I suspect you probably have a similar distance to cover going 'up and over' as you would going 'down and over'....

--Sean


----------



## philhaney (Feb 7, 2010)

Blah067 said:


> However, would it be safe (maybe we cannot have the convo, if not sorry) to suspend the snake from the catwalk (As opposed to running it IN the catwalks...). Perhaps using some type of tie wire...rope...etc...



Well our TOS says, "The users of ControlBooth, in a effort to police themselves, have evolved the following: No discussion of "how-to" of rigging, pyrotechnics, human flight, stunt falls, weapons and electrical will be permitted. Our stock answer to these questions is always "Consult a qualified professional."

As long as you're not violating the TOS, have at it!

(you _*can *_discuss options and ideas *without getting into how to do it*)


----------



## Footer (Feb 7, 2010)

If you have the walkpath, zip ties would be your friend. If you can walk it, you can run it. Are you installing it permantly or temporary? There is nothing saying you can't run it in the walkspace of the catwalk if you run it cleanly and secure it.


----------



## Anonymous067 (Feb 7, 2010)

Temporary. Will take pics tomorrow if I remember to add it to my six page list of crap to do....(stupid talent show)...


----------



## Anonymous067 (Feb 7, 2010)

It would be an extra 10 feet to go all the way to the catwalks. If I just drop it below the ceiling, it would only go up 5 feet from the booth (then slant up...). I just don't know what I would end up doing when I got to the proscenium.
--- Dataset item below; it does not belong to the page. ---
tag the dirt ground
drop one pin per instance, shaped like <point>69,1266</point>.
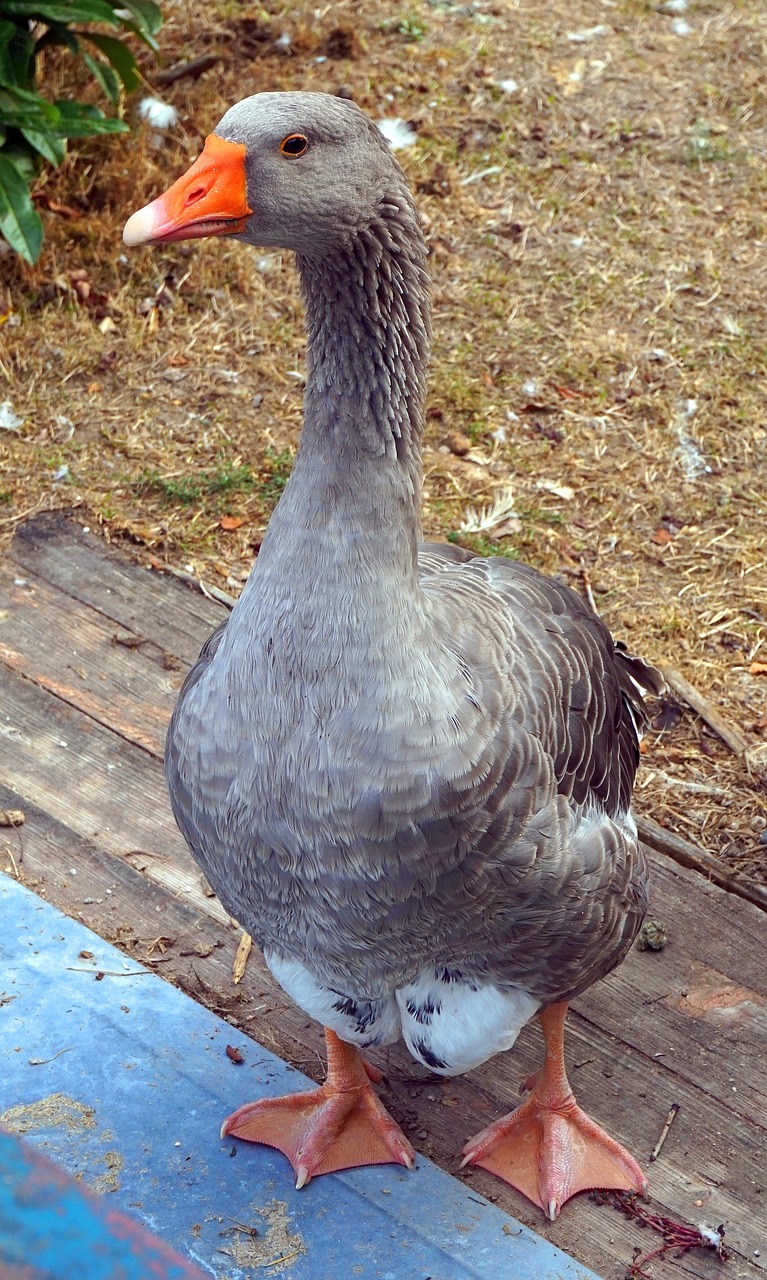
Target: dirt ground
<point>593,184</point>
Still would have to go over...and it would probably make it just as long anyhow. ugh. wasted thought.


----------



## avkid (Feb 7, 2010)

Please make sure you don't run it over anything sharp.


----------



## Anonymous067 (Feb 7, 2010)

avkid said:


> Please make sure you don't run it over anything sharp.



as always... :]


----------



## museav (Feb 7, 2010)

I believe that technically cabling can not be supported off ductwork, piping, condit, acoustical clouds or ceiling, etc., it would have to be tied to some structural element. The catwalk would likely be okay, but laying it on the ceiling or having it hanging off parts of other building systems should probably be avoided.


----------



## Chris15 (Feb 9, 2010)

avkid said:


> Please make sure you don't run it over anything sharp.



Or under anything heavy, like plate steel pit covers


----------



## CSCTech (Feb 9, 2010)

Wouldn't suggest running it through the catwalk unless it is well insulated. All the electrical feedback etc. (Well unless you are running through a part of the catwalk where there is no electrical circuits anyway.)
Heh, The genius who designed our place thought it would be good to run UN-shielded speaker cable to our speakers. So guess what happens when the houselights or FOH spots come up? The white noise is horrible. 
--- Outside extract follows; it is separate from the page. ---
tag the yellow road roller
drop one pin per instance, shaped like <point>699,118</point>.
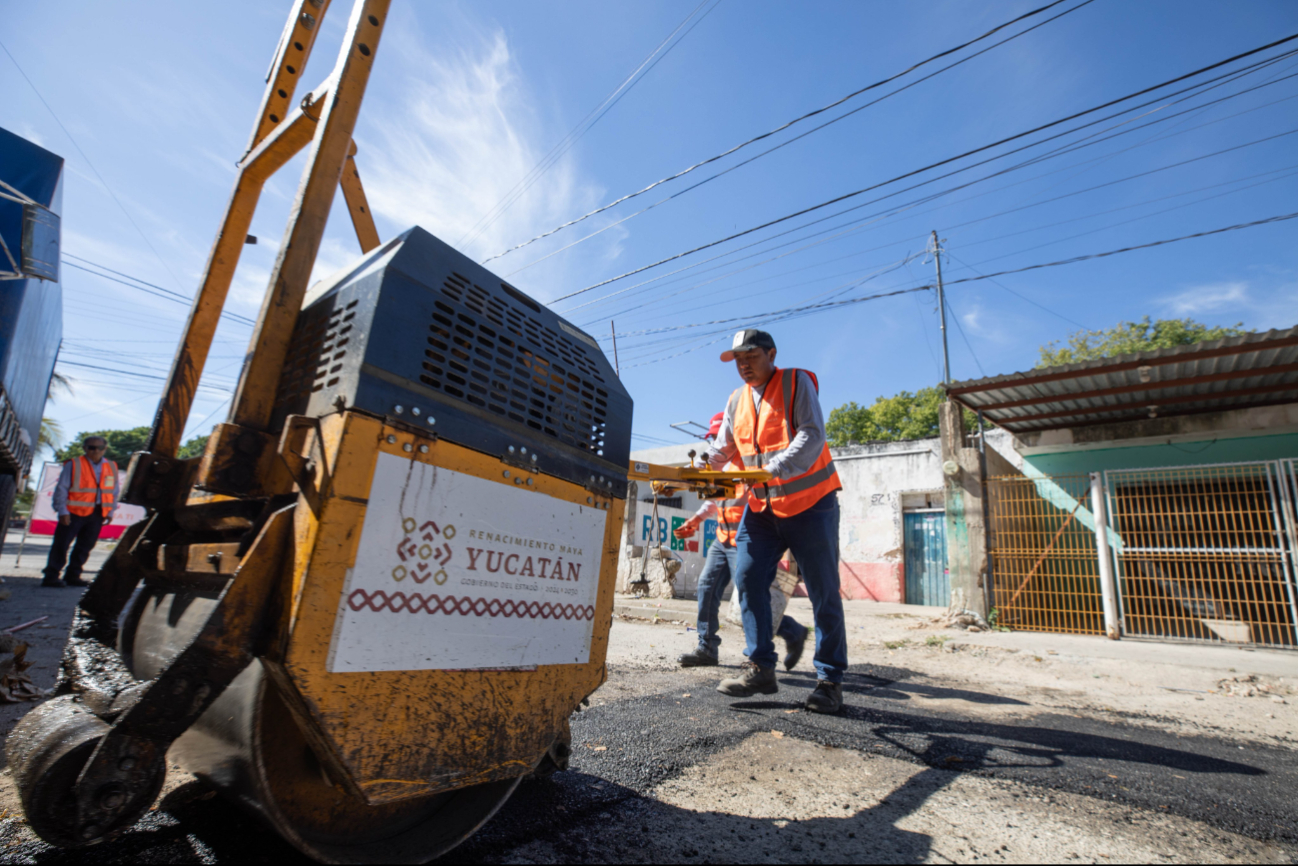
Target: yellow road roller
<point>369,609</point>
<point>371,605</point>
Anyways, If it is temporairy, I would say go out of the booth, accross the floor tot he side, down the side wall, and onto the stage.

We have it like-
Out of the control area, up the backwall, (Our backwall has like, wood panels then black mesh inbetween and a half foot space on the top before the cieling so we put some nails there to hold the snake back from falling. So it goes up inbetween one of the cutouts in the wood beams, accross the top of the backwall, (Just easier and nicer then running it across the doorway.) then down the side and it runs all the way down the side row of seats, no under then, but next to them inbetween the wall and end seat, then up onto the stage, accross the top of the stairs (Yes, taped tightly the full length and yellow stripes periodicly), around the wall opening then straight back to our connections in the back.

Something like that might work for you : )


----------



## Chris15 (Feb 9, 2010)

CSCTech said:


> The genius who designed our place thought it would be good to run UN-shielded speaker cable to our speakers. So guess what happens when the houselights or FOH spots come up? The white noise is horrible.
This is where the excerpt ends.